CYP2A6 genetic variation and dexmedetomidine disposition

Abstract

Purpose: There is a large interindividual variability in dexmedetomidine dose requirements for sedation of patients in intensive care units (ICU). Cytochrome P450 2A6 (CYP2A6) mediates an important route of dexmedetomidine metabolism, and genetic variation in CYP2A6 affects the clearance of other substrate drugs. We examined whether CYP2A6 genotypes affect dexmedetomidine disposition.

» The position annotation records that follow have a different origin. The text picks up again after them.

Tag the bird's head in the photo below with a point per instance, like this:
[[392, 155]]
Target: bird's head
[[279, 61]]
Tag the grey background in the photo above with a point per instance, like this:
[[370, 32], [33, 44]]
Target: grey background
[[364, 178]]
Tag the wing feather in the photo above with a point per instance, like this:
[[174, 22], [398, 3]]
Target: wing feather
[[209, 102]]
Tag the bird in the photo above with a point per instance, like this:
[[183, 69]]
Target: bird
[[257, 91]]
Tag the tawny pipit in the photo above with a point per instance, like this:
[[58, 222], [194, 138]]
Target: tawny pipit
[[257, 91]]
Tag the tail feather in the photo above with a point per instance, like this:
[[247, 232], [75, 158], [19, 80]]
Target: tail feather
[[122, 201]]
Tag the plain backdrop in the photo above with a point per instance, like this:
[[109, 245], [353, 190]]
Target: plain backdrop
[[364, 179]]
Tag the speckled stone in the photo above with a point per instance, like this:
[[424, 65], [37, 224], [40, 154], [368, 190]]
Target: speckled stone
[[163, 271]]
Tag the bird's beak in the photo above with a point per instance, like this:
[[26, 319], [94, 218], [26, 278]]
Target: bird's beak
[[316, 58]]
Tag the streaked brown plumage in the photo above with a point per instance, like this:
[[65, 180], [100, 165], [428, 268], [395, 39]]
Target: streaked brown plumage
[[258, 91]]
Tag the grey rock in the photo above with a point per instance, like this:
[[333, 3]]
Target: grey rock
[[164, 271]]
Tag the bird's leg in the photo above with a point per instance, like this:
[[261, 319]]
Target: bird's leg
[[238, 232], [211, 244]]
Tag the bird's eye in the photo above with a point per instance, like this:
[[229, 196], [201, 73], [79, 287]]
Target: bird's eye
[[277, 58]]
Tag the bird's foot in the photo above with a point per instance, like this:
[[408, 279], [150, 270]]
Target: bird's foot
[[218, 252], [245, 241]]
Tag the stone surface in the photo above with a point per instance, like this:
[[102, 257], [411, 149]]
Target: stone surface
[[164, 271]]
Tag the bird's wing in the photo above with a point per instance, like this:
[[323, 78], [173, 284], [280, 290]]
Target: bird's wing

Methods: In 43 critically ill ICU patients receiving dexmedetomidine infusions adjusted to achieve the desired level of sedation, we determined a median of five plasma dexmedetomidine concentrations each. Forty subjects were genotyped for five common CYP2A6 alleles and grouped into normal (n = 33), intermediate (n = 5), and slow metabolizers (n = 2).

Results: Using a Bayesian hierarchical nonlinear mixture model, estimated dexmedetomidine clearance was 49.1 L/h (posterior mean; 95% credible interval 41.4-57.6 L/h). There were no significant differences in dexmedetomidine clearance among normal, intermediate, and slow CYP2A6 metabolizer groups.

Conclusion: Genetic variation in CYP2A6 does not appear to be an important determinant of dexmedetomidine clearance in ICU patients.

Figure 1. Posterior medians of subject-specific clearance of dexmedetomidine according to genotype in intensive care patients

Each dot represents one patient. The darker the dots, the larger the number of samples per patient: the points with white color represent 1–2 samples/patient and black ones 15 samples/patient (see inbox legend). For intermediate and slow metabolizers, the number of samples is also presented. For normal metabolizers, the median number of samples was 5 (range, 1 to 15) per patient. Horizontal bars represent medians for subject-specific clearances in each metabolizer group.